The ocean may be a formidable opponent, but it is not always a violent one. The Titanic, Ehime Maru, and Costa Concordia were all in relatively calm waters when they met their fate. However, with climate change melting so many of the world's glaciers, rising sea levels pose a threat to island cultures which most people simply cannot imagine.

An idyllic moment on the coast of Takuu

Briar March's poignant new documentary, There Once Was An Island: Te Henua e Nnoho, looks at the tiny atoll of Takuu (also known as Mortlock), which is located off Papua New Guinea's east coast of Bougainville. At high tide, the atoll's highest point is about one meter above sea level.

Over the past 1,200 years, the natives of Takuu have built a strong and sustainable culture built around agriculture (especially giant taro) and the fish they get from the sea.

Although Takuu has approximately 400 residents, a 2006 cyclone had a devastating impact on the community which, two years later, watched helplessly as three days of high tides in December 2008 washed away kitchens, personal belongings, and destroyed numerous homes and churches.

A photograph of the Takuu atoll taken from space by NASA.

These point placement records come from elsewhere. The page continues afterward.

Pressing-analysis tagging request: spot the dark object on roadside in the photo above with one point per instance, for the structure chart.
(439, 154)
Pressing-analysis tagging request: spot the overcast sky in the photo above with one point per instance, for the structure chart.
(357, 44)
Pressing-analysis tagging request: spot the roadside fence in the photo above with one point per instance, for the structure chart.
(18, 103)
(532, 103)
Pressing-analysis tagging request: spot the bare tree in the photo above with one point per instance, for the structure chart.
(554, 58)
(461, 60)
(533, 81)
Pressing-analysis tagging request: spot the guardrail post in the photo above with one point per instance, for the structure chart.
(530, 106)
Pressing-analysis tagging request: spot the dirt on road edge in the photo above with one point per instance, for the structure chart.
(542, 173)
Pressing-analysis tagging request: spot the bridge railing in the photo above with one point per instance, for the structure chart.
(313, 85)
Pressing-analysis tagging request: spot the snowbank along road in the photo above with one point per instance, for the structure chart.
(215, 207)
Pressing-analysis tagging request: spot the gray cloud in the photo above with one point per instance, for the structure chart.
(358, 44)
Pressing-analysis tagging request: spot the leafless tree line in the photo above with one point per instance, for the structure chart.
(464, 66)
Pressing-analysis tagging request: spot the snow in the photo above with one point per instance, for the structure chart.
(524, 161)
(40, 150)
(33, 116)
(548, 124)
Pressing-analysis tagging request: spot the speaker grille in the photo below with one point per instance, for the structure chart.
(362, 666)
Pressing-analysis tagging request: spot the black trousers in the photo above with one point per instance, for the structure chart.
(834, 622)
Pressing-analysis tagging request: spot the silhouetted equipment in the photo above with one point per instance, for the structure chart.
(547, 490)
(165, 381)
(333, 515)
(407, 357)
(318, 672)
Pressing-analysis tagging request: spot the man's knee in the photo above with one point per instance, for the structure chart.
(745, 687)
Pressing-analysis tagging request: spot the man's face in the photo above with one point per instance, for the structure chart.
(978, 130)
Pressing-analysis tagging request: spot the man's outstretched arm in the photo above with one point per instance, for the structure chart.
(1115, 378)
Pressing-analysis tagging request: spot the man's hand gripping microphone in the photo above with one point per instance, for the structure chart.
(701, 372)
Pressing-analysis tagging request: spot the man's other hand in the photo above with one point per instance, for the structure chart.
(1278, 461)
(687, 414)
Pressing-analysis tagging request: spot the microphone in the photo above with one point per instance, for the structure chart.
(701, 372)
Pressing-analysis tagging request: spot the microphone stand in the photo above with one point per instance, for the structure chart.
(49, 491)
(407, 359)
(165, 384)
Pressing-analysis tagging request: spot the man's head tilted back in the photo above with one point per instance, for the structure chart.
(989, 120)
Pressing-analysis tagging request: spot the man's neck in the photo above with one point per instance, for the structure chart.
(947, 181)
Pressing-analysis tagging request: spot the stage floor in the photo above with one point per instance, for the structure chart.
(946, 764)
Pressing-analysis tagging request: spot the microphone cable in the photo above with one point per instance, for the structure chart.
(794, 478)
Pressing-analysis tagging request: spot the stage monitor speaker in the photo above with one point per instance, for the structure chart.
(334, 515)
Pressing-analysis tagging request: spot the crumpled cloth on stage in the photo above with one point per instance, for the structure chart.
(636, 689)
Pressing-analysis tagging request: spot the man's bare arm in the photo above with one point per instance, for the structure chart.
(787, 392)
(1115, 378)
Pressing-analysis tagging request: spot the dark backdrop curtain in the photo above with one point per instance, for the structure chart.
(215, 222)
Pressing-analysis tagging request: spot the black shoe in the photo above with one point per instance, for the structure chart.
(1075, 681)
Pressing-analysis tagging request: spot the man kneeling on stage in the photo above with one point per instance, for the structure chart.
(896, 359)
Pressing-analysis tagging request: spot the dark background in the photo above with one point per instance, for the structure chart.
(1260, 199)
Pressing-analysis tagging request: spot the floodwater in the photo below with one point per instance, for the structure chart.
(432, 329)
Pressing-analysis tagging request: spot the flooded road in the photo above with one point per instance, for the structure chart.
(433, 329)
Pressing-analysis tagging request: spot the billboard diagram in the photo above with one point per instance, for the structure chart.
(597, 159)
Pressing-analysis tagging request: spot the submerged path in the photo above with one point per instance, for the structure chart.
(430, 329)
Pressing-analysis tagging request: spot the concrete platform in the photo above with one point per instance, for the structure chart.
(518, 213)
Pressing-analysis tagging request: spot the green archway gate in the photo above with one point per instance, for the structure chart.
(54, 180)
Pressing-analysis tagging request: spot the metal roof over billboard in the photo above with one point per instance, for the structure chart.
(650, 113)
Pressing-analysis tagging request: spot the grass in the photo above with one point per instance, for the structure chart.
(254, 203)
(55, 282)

Although many inhabitants are reluctant to leave the only home they have known, the residents of Takuu have slowly realized that their only hope for survival is to let the government relocate them to Papua New Guinea's mainland (where they would live in a land-based culture as opposed to the water-based culture in which they were raised). But what can you do when there is only sporadic government assistance available and few boats stop at your atoll during the year? As Satty (a frustrated father) explains to one of his sons: "You can't climb up a coconut tree and stay there forever!"

Briar March was present in 2008, when two scientists (oceanographer John Hunter and geomorphologist Scott Smithers) visited Takuu to explain the science behind the rising sea levels. March's film contains many poignant moments -- especially the one in which two sisters must say their final farewells as one leaves to return to her home on the mainland while her sister insists on staying behind.

In her director's statement, Ms. March writes:
"We began making the film after seeing an article about Richard Moyle, an anthropologist who has worked on Takuu every other summer for the last 16 plus years. He mentioned that the atoll appeared to be suffering the first impacts of climate change including salty gardens and coastal erosion. Richard was able to give us permission to make a film about the issue on behalf of the Ariki (chief) of the atoll. This documentary is extremely topical and discusses an issue of global importance. It is also a character-driven story told in an observational cinematic style (in contrast to other more science driven, or journalistic films on the subject). 
Takuu’s plight draws attention to the situation of other people in the Pacific and in coastal areas elsewhere who will soon face similar problems. In addition to being an important record for all Pacific peoples, this film will help preserve the way of life and cultural identity of a unique Polynesian culture. The Takuu community has stressed to us that they feel they do not have a voice. We hope that, through this film, we will be able to give them one."